Saturday, November 21, 1891
“George Churchill wants Dodd [her pet name for her husband] to go on to NY and take the Hamburg for one trip to London, so he thinks he better go.” 
    

Wednesday, November 25, 1891
“Dodd leaves for NY this morning. Rena [Alice’s sister who she had not seen in a long while and who is married to the Captain of the ‘Loodiana’] and I are both in bed with sore throat. Dodd says it is from talking too much. Dr. Margeson says we are alright.” 


Sunday, November 29, 1891
“Snow on the ground. Rena and I go to church in the evening. She wants me to go on to NY with her.”


Tuesday, December 2, 1891
“Renda and I start for NY. First time I have left the children but will only be gone for a short time.”

After a short visit with her sister in NY Alice goes back to Hantsport. A couple of days before Christmas the Loodiana leaves NY bound for London with her sister on board.


Monday, December 28, 1891 
“The Hamburg arrived in London today, 24 days passage. Hope the Loodiana will soon arrive too.”

Although Alice doesn’t record it, the New York Maritime Register has the Hamburg leaving London a month later on January 28, 1892, after having being remetaled. A week later the ‘Disaster’ section of the NYMR shows that the: 
“Hamburg which left from London for NY had her headgear damaged by being fouled with a barge.” 
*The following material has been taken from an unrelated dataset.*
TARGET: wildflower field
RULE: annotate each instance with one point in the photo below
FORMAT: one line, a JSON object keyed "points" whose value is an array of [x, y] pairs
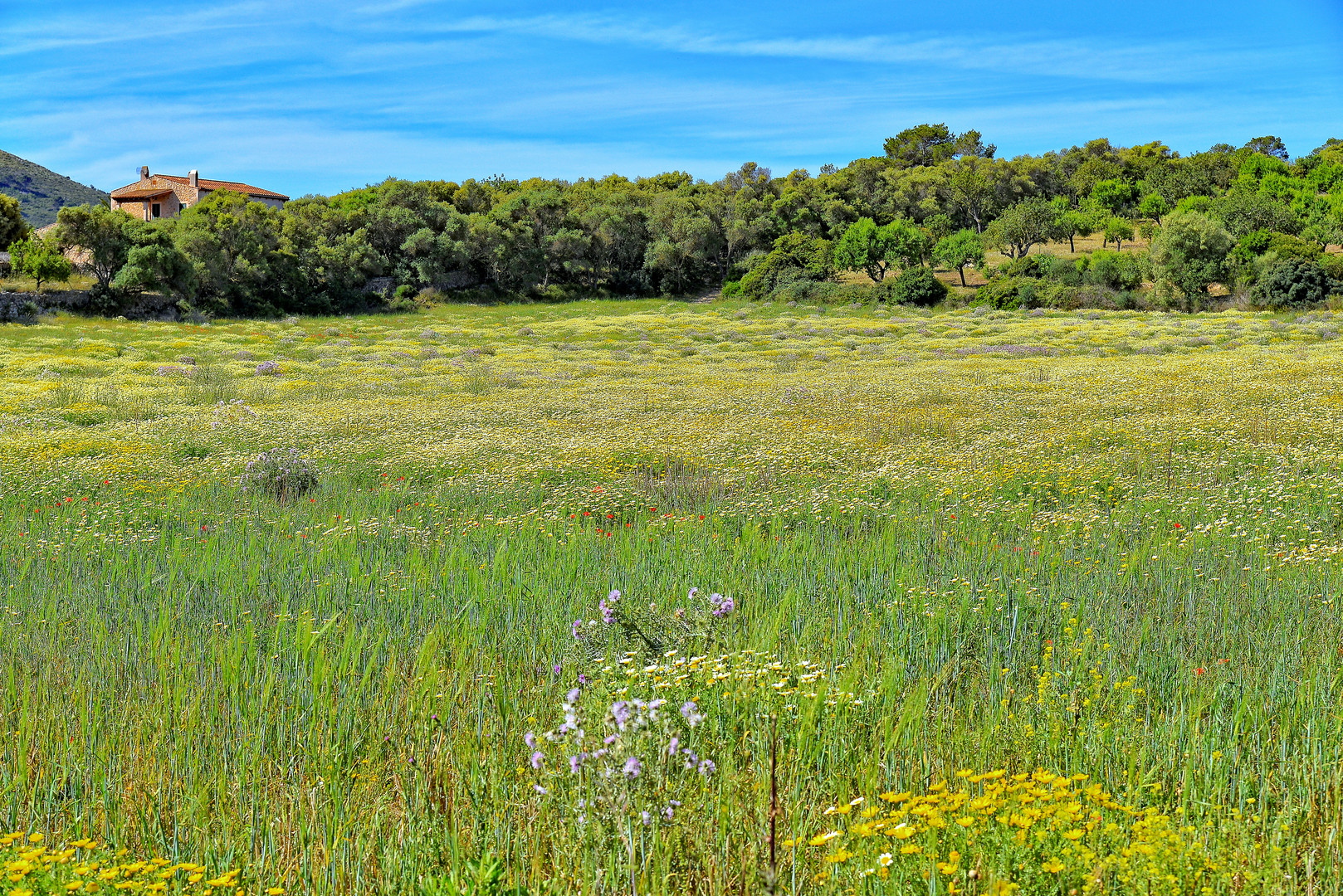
{"points": [[673, 598]]}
In April Alice learns of the fate of her sister aboard the Loodiana.     


Wednesday, April 6, 1892
“The Loodiana was burnt at sea in January 16th off Land’s End - … I am just heart weary and now we are beginning to get anxious about the Hamburg. In less than two years I have lost my brother and two sisters and now I am the only one left, …”


Monday, April 11, 1892
“A telegram this morning – the Hamburg’s arrival in NY and the saddest news of all – for Dodd died at sea Feb. I had premonition that something was wrong but cast it aside as foolish anxiety – but it is all too true…”
    
Alice doesn’t say how George died and neither does any of the documents yet examined. Sadly this was not the end of Alice’s trouble. Within four months both her grandmother and grandfather would also pass away. There is yet one more link between the Plymouth, which was the setting for some of Alice’s happiest memories, and the Hamburg, which brought her the saddest. These two vessels would one day end up almost beside each other across the river from the site where each was built. 


2.  1896 – On September 1 , she left “… from Pensacola for Dundee, grounded on the bar [Caucus Shoal – Northern Shipwreck Database] when leaving port Sept.1. She got off and was surveyed and proceeded Sept.4.” (New York Maritime Register – Disasters, September 9th) 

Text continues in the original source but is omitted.